[Date Prev][Date Next][Thread Prev][Thread Next][Date Index][Thread Index]
openbsd under heavy load corrupts fs and crash ?
- To: misc@openbsd.org
- Subject: openbsd under heavy load corrupts fs and crash ?
- From: Per-Erik Persson <pere@fos.su.se>
- Date: Tue, 03 Feb 2004 10:15:32 +0100
- User-Agent: Mozilla/5.0 (X11; U; Linux i686; en-US; rv:1.3) Gecko/20030313
I have this delicate problem that has been following me for the last year.
My only two OpenBSD servers one 1.7Ghz Celeron with "ServerWorks CSB6
IDE" chipset an the other one is a 500Mhz PIII "Intel 82371AB IDE"
This problem has been the same all thru 3.2 and 3.3(The DMA of the CSB6
chipset got supported here)
Both machines have two IDE disks that are equally heavily loaded with
diskaccess(postfix, imap, apache, nfs and scp) cpu and memory is not a
problem.
If I enable softdeps the machines crash after a day or two, always with
errors about ffs not being able to allocate data or some ffs timeout.

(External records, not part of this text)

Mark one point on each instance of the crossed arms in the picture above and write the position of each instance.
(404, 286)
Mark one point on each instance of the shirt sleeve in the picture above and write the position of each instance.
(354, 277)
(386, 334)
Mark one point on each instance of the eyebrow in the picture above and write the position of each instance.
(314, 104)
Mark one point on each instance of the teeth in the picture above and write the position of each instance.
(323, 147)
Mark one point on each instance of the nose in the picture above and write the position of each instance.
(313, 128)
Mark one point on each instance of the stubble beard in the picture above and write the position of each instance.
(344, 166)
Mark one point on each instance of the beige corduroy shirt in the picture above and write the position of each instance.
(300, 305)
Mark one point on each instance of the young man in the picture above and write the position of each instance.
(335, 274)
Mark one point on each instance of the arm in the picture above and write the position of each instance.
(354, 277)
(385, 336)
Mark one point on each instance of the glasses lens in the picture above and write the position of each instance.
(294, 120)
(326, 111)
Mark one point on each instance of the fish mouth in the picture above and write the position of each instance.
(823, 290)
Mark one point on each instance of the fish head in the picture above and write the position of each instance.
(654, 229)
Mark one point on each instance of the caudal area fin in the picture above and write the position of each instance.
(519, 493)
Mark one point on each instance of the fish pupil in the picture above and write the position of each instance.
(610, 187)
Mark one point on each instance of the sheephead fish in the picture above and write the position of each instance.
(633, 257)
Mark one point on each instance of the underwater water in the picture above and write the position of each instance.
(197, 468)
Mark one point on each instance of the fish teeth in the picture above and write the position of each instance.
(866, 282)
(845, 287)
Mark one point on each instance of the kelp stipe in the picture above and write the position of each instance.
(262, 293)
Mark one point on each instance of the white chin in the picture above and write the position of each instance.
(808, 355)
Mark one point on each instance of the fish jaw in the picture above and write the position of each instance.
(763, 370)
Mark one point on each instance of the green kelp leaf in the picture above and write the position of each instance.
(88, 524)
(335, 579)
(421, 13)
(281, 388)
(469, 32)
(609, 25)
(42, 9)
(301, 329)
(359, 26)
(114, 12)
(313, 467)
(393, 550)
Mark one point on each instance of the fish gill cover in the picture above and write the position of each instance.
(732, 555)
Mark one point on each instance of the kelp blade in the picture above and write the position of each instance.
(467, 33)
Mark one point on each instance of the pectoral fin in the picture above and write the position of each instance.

With syncronus mounts the computers can run for several months without
showing the same behavure. Usually I need to do a manual fsck after
rebooting, a file or two has been badly corrupted. Enabling softdeps on
only one partition will increase the chances for it to fail.
The interesting information I got last time was:
Feb 2 02:01:52 meso named[7465]: ---w2k machines trying to update the
nameserver all the time...----
Feb 2 02:12:53 meso /bsd: wd0(pciide0:0:0): timeout
Feb 2 02:12:54 meso /bsd: type: ata
Feb 2 02:12:54 meso /bsd: c_bcount: 8192
Feb 2 02:12:54 meso /bsd: c_skip: 0
Feb 2 02:12:54 meso /bsd: pciide0:0:0: bus-master DMA error: missing
interrupt,
status=0x20
I know that some people would suggest me to purchase some SCSI stuff but
that is not an option......
These two machines are in production so debuging is not that easy. I
have memory dumps from the crash, but how do I get the trace and ps info
out of it and into a file without halting the machines ? This is not
found in a FAQ that i know of!